Homeland Security top officer to work on UN’s new global Internet rules
Lute confirmed to Reuters this week that she will offer the DHS her official resignation in the coming days and will exit the third-largest agency in the federal government to join the ranks of the UN. There, she says an interview published on Tuesday, she will pursue a role in international Internet affairs.
But as Lute leaves the DHS and takes up a job with a more global reach, she could be bringing with her an ideology about the Internet that doesn’t sit well with some: during her tenure in the Obama administration, Lute touted the president’s attempts to strengthening information sharing between the federal government and the private sector.
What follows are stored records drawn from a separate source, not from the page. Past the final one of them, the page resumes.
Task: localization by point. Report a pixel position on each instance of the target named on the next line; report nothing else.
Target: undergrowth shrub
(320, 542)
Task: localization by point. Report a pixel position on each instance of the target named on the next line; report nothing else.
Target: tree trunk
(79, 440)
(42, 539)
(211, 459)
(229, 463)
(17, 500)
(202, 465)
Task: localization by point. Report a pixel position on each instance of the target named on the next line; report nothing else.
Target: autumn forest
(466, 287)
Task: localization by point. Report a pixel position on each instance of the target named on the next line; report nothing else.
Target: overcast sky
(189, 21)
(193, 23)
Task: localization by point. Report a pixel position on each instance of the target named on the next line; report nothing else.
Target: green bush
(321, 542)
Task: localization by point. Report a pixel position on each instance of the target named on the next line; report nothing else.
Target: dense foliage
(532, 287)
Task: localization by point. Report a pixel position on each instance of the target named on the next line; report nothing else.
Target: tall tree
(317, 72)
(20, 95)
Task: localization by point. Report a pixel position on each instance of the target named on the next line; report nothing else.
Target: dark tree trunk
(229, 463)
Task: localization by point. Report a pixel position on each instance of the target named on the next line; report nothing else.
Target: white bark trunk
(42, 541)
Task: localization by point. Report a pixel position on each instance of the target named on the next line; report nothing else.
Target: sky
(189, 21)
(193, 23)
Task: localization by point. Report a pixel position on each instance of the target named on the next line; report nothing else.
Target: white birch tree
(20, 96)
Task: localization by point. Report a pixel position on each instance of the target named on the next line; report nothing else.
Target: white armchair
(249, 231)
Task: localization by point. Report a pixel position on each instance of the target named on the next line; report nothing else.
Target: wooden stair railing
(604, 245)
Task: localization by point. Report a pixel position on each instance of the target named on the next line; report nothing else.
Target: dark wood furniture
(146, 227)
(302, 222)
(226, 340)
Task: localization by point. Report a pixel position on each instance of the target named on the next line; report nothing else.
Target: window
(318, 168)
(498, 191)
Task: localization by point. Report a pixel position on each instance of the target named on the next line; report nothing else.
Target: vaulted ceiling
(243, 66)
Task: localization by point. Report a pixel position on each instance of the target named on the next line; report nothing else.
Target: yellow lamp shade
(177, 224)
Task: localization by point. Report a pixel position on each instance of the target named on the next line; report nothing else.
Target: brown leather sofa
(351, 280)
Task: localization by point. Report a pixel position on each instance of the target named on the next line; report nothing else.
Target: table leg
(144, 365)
Lute has never lauded the idea of putting the government directly in charge of the Internet, and has in fact openly rejected the notion. On the other hand, though, she supports President Barack Obama’s recent cybersecurity executive order and has encouraged private companies to hand over user data to Uncle Sam.
Lute also hasn’t openly advocated for specific legislation, such as the Cyber Intelligence Sharing and Protection Act (CISPA) scheduled for debate later this week. She does, however, insist Congress works toward putting rules on the Web that would make the sharing of cyber threat data all the easier.
“Cybersecurity is a shared responsibility, and each of us has a role to play,” Lute testified just last month to Congress. “Emerging cyber threats require the engagement of our entire society — from government and law enforcement to the private sector and, most importantly, members of the public.”
“The success of our efforts to reduce cybersecurity risks depends on effective identification of cyber threats and vulnerabilities, analysis and enhanced information sharing between departments and agencies from all levels of government, the private sector, international entities and the American public,” she said.
Under Obama’s executive order, the DHS is tasked with setting up an infrastructure in which private businesses and government entities can share and compare cyber threat intelligence should they oblige to do so. But both the president and Lute alike have said that that isn’t enough. When Pres. Obama signed his executive order in February, he said that though that directive will “strengthen our cyber defenses by increasing information sharing, and developing standards to protect our national security, our jobs and our privacy,” more would be required.
“Congress must act as well, by passing legislation to give our government a greater capacity to secure our networks and deter attacks,” he said. Oh her part, Lute called Congress’ inability to enact a law like CISPA “incomprehensible.”
Now with CISPA scheduled to go up for a vote yet again — an attempt to pass it during the last Congressional session was unsuccessful — the future of the Internet in America could be drastically different. Civil liberty advocates and open Internet groups have condemned CISPA as being a tool that tears away at the right to privacy on the Web, and critics of the bill have warned of catastrophic consequences if it’s passed. When Lute transitions to the United Nations, she’ll likely bring with her the notion that governments and the private sector need more solid ties — and given the UN’s attempts to regulate the Internet on their own as of late, that ideology might be accepted with open arms.
Just last December, the UN's International Telecommunications Union entertained a proposal to adopt deep packet inspection — a high-tech process of sifting through every bit and byte sent over the Internet in order to see what kind of data is being transmitted.
“The telecommunications standards arm of the UN has quietly endorsed the standardization of technologies that could give governments and companies the ability to sift through all of an Internet user’s traffic – including emails, banking transactions and voice calls – without adequate privacy safeguards,” warned the Center for Democracy and Technology amid last year’s discussion. “The move suggests that some governments hope for a world where even encrypted communications may not be safe from prying eyes.”
“DPI has the potential to be extremely privacy-invasive, to defy user expectations and to facilitate wiretapping,” explained the Washington, DC-based nonprofit that aims to keep the Internet “open, innovative and free.”
“The ITU-T standard barely acknowledges that DPI has privacy implications, let alone does it provide a thorough analysis of how the potential privacy threats associated with the technology might be mitigated.”
CNet tech reporter Declan McCullagh added to the debate that deep packet inspection has been used in the past to patrol the Web in countries where the government goes after citizens critical of their policies. Should the UN implement this technology, millions if not billions of humans across the globe could be spied on.
“One reason why deep packet inspection is so controversial is that it has been used by repressive regimes -- dozens of which are members of the ITU -- to conduct extensive surveillance against their own citizens,” McCullagh said.
Lute insists that the Internet needs to remain under civilian control, but does not shy away from plans that would let the government go after so-called computer criminals and cyber terrorists. She’s advocated for law enforcement agencies to have the ability to sift through transmissions, and even told Congress that the “government must engage to secure government systems, assist the private sector in securing itself, enforce the law and lay the policy foundation for future success.”
"We want to build the most secure cyber-economy on Earth," Lute said of the DHS. "We know what we need to do for that to happen, and the inability of legislation to pass to this point is inexplicable."
Now she will be taking that know-how to the world’s largest and foremost international organization.